Наряду со сценариями широких, многоохватных фильмов я делал попытки писать и для экрана лирического. Эти попытки дороги мне. Работа страстей, безрассудств, восторгов, отчаяния нужна человеку не в меньшей мере, чем любые другие, вполне разумные факты существования. Возможно, это и странно, но функции их жизнетворны, хотя пока ни один социолог не ввел их, как кажется, в круг своих диаграмм и цифр.

Наше кино своими лучшими лентами учит людей мужеству, честности, преданности великому делу страны и партии. И это прекрасно. Однако насколько же мелко, поспешно, вполголоса, будто о чем-то зазорном, вело оно до недавних пор рассказ о страстях, о пламени чувств, раздирающих душу; как скачет и посейчас вприпрыжку вдоль самых сложных, разноречивых, затаенных движений души. Фильм как бы удостоверяет, что этакое, правда, случается, но он не намерен входить в подробности. Все удивительно гладко в таких картинах, и если и грохочут бури, то только в стакане воды. Но даже ничтожны они и для стакана. Полюбуйся, друг зритель, и к делу!

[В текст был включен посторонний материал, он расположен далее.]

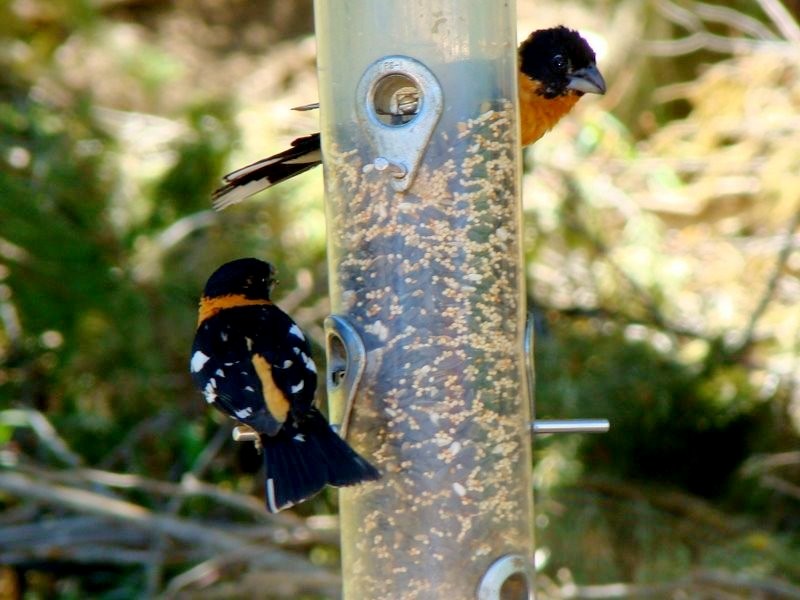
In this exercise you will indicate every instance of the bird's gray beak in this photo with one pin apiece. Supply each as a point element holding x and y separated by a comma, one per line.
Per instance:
<point>588,80</point>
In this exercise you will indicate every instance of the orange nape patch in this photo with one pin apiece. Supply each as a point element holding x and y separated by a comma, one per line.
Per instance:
<point>211,306</point>
<point>274,398</point>
<point>538,115</point>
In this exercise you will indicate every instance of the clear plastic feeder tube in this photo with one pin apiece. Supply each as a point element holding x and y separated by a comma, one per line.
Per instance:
<point>422,176</point>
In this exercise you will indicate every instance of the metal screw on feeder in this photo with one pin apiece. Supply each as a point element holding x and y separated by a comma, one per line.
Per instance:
<point>544,426</point>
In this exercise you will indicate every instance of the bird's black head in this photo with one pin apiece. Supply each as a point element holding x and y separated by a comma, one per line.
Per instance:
<point>561,62</point>
<point>250,277</point>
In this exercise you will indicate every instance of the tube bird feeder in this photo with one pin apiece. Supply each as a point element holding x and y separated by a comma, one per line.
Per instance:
<point>426,366</point>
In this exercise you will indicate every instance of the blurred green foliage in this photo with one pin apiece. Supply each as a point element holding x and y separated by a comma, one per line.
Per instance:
<point>661,245</point>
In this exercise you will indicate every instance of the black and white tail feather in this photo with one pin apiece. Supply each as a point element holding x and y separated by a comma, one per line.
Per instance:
<point>304,154</point>
<point>305,456</point>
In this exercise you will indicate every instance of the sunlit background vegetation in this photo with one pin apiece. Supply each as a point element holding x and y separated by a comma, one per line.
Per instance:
<point>663,255</point>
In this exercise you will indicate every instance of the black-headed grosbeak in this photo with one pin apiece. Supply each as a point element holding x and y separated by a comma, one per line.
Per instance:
<point>253,363</point>
<point>556,67</point>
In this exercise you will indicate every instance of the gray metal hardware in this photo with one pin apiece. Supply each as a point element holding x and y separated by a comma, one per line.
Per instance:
<point>543,426</point>
<point>570,426</point>
<point>511,569</point>
<point>347,359</point>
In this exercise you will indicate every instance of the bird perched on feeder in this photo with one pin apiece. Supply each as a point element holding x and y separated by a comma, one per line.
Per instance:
<point>253,363</point>
<point>556,67</point>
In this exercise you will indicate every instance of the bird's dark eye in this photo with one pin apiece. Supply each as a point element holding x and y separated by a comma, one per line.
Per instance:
<point>559,62</point>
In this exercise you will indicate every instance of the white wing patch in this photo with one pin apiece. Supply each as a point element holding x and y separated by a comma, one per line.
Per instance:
<point>198,361</point>
<point>244,413</point>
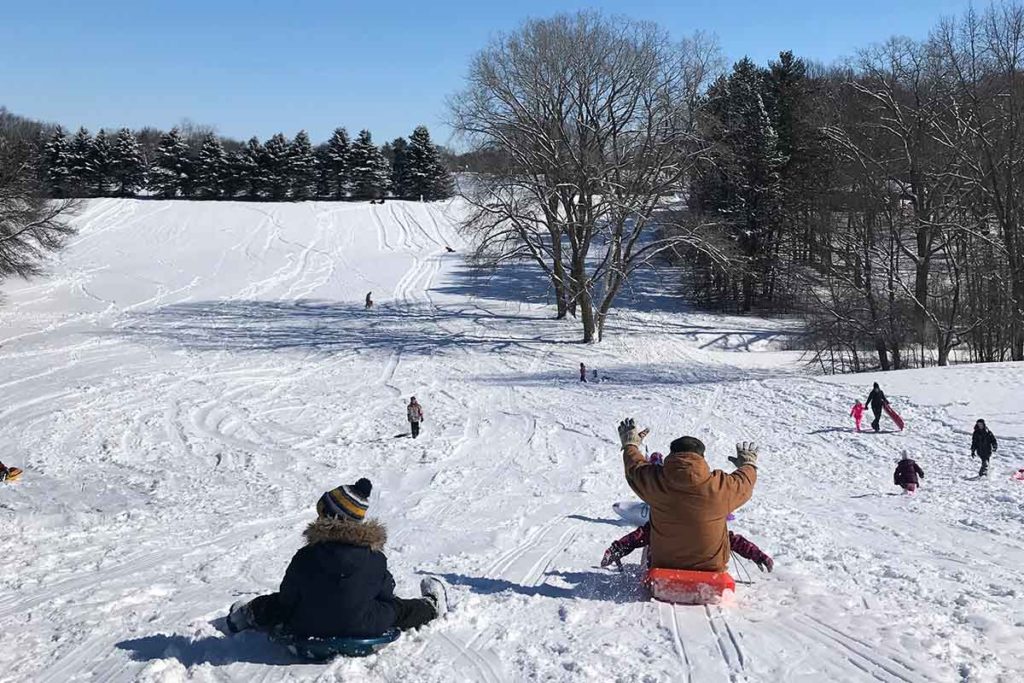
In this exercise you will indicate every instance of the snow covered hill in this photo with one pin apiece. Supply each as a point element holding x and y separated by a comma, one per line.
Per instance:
<point>193,376</point>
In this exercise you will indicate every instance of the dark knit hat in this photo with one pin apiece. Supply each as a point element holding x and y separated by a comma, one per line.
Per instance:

Ко разве же не полностью ныне ясно, что сфера чувств, круг личностного есть именно дело нашего теле- и киноискусства наряду с самым значительным и ответственным, чем ему назначено заниматься; что образ Джульетты не менее важен для нашей кинодраматургии восьмидесятых годов, чем образ женщины-завотделом.

И вот что приходит порой на ум: а не умерщвляют ли иные наголо выверенные картины сердца и мысли? Не здесь ли, в этом экранном бескровном, нравоучительном лимонаде возникают бациллы той грубости, черствости, бессердечия, которые никак не идут на убыль, невзирая на все заклинания? Не тут ли истоки бездушных портфельных глаз, базарной иронии над всем тонко чувствующим, рвущимся за пределы воскресных рыбалок и финских бань?

Вот и подошли мы еще раз к проблеме положительного героя.

Создать на экране восьмидесятых годов этот образ — значит увидеть и закрепить крайне многое, прихотливое, непривычное, противоречивое. Это значит связать воедино пафос и лирику, могучее и словно бы капельное, исследовать жизнь, а не дистиллированные частицы ее, специально изготовленные для осмотра. Писать для экрана затертыми красками уже нельзя. Воспрещено, как художнику и гражданину.

Герой — это десятки самых различных комнат. А мы за долгие годы побывали только в семи-восьми из них. Герой — это не тиражирование, а открытие, притом каждый раз. Это человек, а не игра в человека. А о человеке нельзя рассказать, тушуя девять десятых того, что кипит в его сердце.